Nō Otangaroa ōku tūpuna.
Kei te noho au ki Hihi.
Kō Myjanne Jensen tōku ingoa.
Tēna koutou, tēna koutou, tēna koutou katoa.
Kia ora everyone, my name is Myjanne (pronounced "My-Anna") Jensen and I am your new editor.
It's an extraordinary honour and privilege to be stepping into this role, particularly following on from the legacy my predecessor, Peter Jackson, has created before me.
Peter's career was one of epic proportions and something most journalists could only ever dream of, myself included.
I have huge respect and admiration for Peter and know he will forever remain one of the Far North's most valued and cherished assets.
In my first editorial I wanted to formally introduce myself and to tell you a bit about who I am.
I also thought it would be a good opportunity to invite you to write in and tell me your ideas around what you might like to see in this next chapter of the paper's evolution.
I am a first-generation Australian, born and raised in Brisbane to a Danish father and Maori-Pākehā mother.
I am married to Jade (Ngāti Porou/Ngāti Tama/Ngāti Kahungunu) and have four beautiful little girls, Audrey, 8, Minnie-Jane, 5, and twins Maggie and Moana, 3.
Before moving to Te Hiku (and in addition to my time in Australia), I have lived in Denmark and Japan and therefore speak fluent Danish and conversational Japanese. My goal is to one day also become fluent in te reo Māori.

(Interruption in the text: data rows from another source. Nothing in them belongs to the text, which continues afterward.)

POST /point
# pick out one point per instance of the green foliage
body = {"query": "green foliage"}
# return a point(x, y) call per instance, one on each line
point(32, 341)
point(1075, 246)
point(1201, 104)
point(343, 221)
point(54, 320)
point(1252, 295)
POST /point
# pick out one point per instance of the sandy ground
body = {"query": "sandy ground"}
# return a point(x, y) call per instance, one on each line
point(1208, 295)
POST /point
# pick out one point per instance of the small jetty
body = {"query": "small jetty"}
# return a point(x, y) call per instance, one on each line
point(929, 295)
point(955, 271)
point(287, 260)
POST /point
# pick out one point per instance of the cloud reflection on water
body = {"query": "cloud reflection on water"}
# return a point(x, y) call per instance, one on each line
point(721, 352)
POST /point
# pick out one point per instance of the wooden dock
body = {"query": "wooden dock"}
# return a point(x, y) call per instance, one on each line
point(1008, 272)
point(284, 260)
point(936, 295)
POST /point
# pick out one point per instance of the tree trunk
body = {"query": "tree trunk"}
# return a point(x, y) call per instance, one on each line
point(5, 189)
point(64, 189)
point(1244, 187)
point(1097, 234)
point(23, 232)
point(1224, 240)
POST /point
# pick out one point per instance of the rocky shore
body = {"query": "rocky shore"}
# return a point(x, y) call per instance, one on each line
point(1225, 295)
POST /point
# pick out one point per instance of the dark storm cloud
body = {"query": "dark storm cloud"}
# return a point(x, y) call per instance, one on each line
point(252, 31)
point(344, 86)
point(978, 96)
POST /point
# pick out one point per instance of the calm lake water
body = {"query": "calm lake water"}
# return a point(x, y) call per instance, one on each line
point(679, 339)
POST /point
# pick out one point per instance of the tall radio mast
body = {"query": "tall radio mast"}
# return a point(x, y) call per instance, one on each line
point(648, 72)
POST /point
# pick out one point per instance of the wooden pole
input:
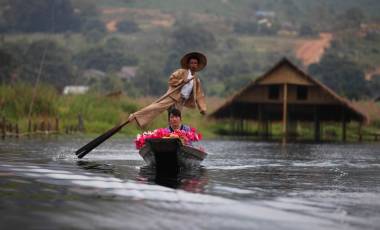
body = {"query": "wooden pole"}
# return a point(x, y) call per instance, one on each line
point(344, 125)
point(317, 125)
point(3, 131)
point(285, 115)
point(57, 124)
point(17, 131)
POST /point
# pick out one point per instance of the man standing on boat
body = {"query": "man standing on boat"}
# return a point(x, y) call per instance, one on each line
point(175, 121)
point(191, 94)
point(184, 90)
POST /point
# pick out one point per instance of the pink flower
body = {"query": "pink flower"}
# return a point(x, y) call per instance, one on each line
point(186, 136)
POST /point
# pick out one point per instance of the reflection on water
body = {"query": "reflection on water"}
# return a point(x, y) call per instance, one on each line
point(241, 185)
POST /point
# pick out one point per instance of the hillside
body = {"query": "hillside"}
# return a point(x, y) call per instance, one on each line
point(241, 38)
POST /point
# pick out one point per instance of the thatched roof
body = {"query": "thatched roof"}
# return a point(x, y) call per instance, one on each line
point(226, 110)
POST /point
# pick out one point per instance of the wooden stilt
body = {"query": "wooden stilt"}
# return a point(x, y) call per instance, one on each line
point(3, 128)
point(285, 115)
point(317, 126)
point(344, 125)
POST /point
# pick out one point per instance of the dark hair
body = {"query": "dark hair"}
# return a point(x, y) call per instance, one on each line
point(175, 112)
point(193, 57)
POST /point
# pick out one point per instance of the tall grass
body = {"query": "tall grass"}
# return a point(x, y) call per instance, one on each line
point(16, 100)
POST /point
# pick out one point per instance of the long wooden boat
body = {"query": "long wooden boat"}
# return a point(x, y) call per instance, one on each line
point(170, 154)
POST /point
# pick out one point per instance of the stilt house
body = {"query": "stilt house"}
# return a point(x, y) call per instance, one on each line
point(287, 94)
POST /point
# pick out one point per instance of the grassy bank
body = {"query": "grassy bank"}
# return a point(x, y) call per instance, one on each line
point(100, 113)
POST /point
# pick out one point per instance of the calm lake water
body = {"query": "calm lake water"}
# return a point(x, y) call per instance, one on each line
point(242, 185)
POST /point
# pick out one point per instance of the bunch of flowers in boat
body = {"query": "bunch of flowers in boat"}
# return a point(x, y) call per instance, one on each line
point(186, 137)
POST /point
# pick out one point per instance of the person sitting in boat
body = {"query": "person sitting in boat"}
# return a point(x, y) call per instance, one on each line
point(175, 121)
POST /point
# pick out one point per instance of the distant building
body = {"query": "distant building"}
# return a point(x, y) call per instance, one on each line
point(75, 89)
point(265, 14)
point(288, 95)
point(93, 74)
point(127, 72)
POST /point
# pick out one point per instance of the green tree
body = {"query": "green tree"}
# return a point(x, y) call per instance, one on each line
point(56, 67)
point(341, 75)
point(40, 16)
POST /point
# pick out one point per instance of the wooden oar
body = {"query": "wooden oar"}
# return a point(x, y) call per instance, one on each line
point(100, 139)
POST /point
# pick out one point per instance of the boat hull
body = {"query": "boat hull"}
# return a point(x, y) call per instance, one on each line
point(170, 153)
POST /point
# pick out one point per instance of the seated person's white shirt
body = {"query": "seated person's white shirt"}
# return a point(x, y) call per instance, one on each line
point(186, 89)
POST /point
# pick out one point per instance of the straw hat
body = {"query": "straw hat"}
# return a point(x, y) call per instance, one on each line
point(201, 57)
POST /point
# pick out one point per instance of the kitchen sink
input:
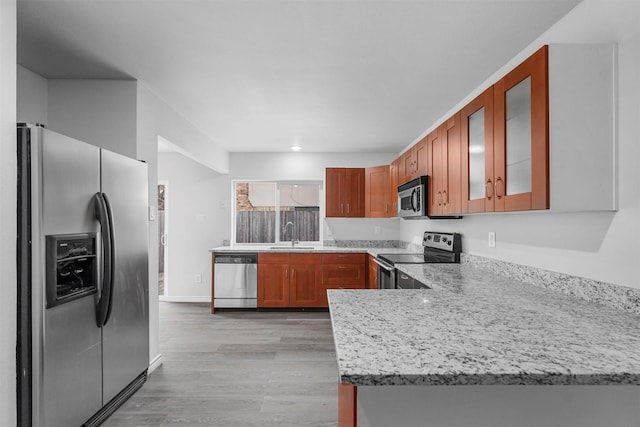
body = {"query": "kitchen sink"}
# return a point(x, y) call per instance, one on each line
point(290, 248)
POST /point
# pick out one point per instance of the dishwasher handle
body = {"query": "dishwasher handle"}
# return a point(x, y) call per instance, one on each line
point(236, 258)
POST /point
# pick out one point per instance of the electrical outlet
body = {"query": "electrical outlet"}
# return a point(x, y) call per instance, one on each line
point(492, 239)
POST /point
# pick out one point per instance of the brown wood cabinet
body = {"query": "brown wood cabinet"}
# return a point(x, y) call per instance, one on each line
point(288, 280)
point(302, 280)
point(377, 192)
point(273, 280)
point(305, 280)
point(414, 162)
point(372, 273)
point(476, 142)
point(393, 187)
point(445, 190)
point(345, 192)
point(521, 136)
point(342, 271)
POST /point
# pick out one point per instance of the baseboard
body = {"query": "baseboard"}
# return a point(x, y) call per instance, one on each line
point(184, 298)
point(155, 363)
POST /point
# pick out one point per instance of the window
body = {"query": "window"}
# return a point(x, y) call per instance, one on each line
point(263, 210)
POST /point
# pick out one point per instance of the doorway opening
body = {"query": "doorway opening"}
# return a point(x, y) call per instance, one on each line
point(162, 239)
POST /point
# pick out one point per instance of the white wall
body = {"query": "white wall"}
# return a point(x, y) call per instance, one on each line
point(33, 97)
point(601, 246)
point(192, 218)
point(100, 112)
point(8, 212)
point(203, 218)
point(191, 142)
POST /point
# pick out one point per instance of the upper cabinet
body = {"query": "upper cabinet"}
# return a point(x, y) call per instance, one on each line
point(394, 168)
point(413, 162)
point(521, 137)
point(443, 147)
point(377, 192)
point(476, 125)
point(345, 192)
point(543, 136)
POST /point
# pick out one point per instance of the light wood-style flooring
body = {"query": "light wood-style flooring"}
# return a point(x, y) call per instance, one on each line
point(238, 368)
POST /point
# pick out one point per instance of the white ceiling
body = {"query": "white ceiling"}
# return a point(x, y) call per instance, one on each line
point(330, 75)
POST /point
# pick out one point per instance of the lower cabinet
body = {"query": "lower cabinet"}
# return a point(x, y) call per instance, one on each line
point(372, 273)
point(302, 280)
point(342, 271)
point(288, 280)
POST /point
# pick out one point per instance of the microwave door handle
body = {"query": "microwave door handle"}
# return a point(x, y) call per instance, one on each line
point(414, 194)
point(384, 266)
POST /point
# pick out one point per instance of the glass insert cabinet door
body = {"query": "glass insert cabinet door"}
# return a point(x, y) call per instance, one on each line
point(521, 175)
point(477, 160)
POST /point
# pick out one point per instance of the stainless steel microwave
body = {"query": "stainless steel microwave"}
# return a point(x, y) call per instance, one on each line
point(412, 198)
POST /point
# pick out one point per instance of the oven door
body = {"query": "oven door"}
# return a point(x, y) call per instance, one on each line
point(386, 275)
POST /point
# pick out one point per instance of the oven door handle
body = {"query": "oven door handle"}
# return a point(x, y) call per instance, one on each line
point(385, 266)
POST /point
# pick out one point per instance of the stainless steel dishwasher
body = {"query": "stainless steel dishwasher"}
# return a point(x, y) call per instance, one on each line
point(235, 280)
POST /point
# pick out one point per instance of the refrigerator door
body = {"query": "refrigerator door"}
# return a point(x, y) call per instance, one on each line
point(126, 331)
point(66, 339)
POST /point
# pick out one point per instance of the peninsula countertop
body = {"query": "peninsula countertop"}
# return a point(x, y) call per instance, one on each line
point(475, 327)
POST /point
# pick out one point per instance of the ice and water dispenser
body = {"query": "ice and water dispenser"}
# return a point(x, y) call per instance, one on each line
point(72, 269)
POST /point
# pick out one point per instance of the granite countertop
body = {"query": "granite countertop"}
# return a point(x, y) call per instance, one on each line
point(475, 327)
point(316, 249)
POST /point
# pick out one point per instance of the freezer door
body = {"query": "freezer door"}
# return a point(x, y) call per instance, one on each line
point(66, 340)
point(125, 336)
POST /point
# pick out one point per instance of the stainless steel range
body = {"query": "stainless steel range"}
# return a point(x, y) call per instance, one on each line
point(438, 248)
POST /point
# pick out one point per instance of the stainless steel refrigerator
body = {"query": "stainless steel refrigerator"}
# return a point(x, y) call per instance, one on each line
point(83, 335)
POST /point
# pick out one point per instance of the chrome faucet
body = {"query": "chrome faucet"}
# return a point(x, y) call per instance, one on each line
point(293, 229)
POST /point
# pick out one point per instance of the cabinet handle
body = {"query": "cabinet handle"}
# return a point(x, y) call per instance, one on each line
point(488, 189)
point(500, 189)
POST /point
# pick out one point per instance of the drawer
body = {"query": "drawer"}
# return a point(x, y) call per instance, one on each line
point(348, 275)
point(343, 258)
point(269, 258)
point(305, 259)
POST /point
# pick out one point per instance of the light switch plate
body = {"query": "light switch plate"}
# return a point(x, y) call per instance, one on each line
point(153, 213)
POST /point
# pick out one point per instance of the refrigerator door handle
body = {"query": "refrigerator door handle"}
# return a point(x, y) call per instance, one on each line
point(103, 214)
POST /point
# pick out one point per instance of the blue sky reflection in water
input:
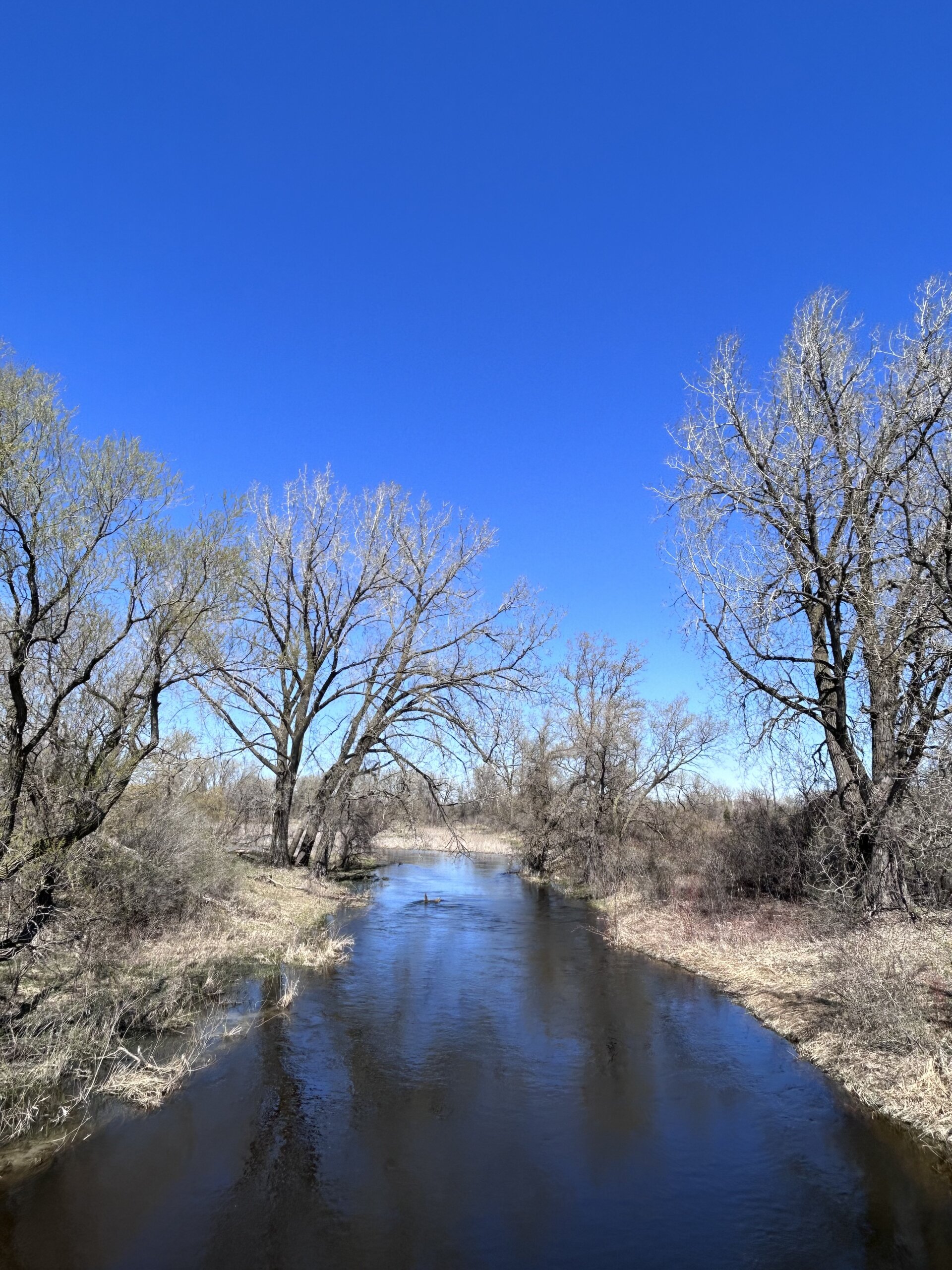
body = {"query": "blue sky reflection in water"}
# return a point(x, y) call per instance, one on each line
point(488, 1083)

In terms of my journalism career, before coming to the Age, I worked as a public relations manager for Annah Stretton's digital marketing agency, Fish Digital. Prior to that, I spent more than 10 years working in the Australian media across radio, online and print.
My love of storytelling began as a small child when I would listen to my parents' stories about their respective childhoods growing up in Denmark and New Zealand.
Having parents with two completely different cultural backgrounds was a blessing in disguise, as it fostered a deep appreciation and insight into two very different worldviews.
It also taught me I had much to learn from both and that both were equally worthy and valuable.
I think the same goes for telling a story - it's always of utmost importance to ensure we as journalists include both/all sides of a story and, in turn, produce fair and balanced evaluations of a situation.
I know that was something Peter was famous for and, while I'm not audacious enough to presume I could ever scratch the surface of what he has achieved, I can promise you an equal sum of passion and commitment to ensuring all voices are heard.
I can also promise that local Far North content will always remain front and centre of everything I do.
I'm therefore very excited to start this new journey with you, our Northland Age readers, and hope you'll continue to enjoy and support your local rag.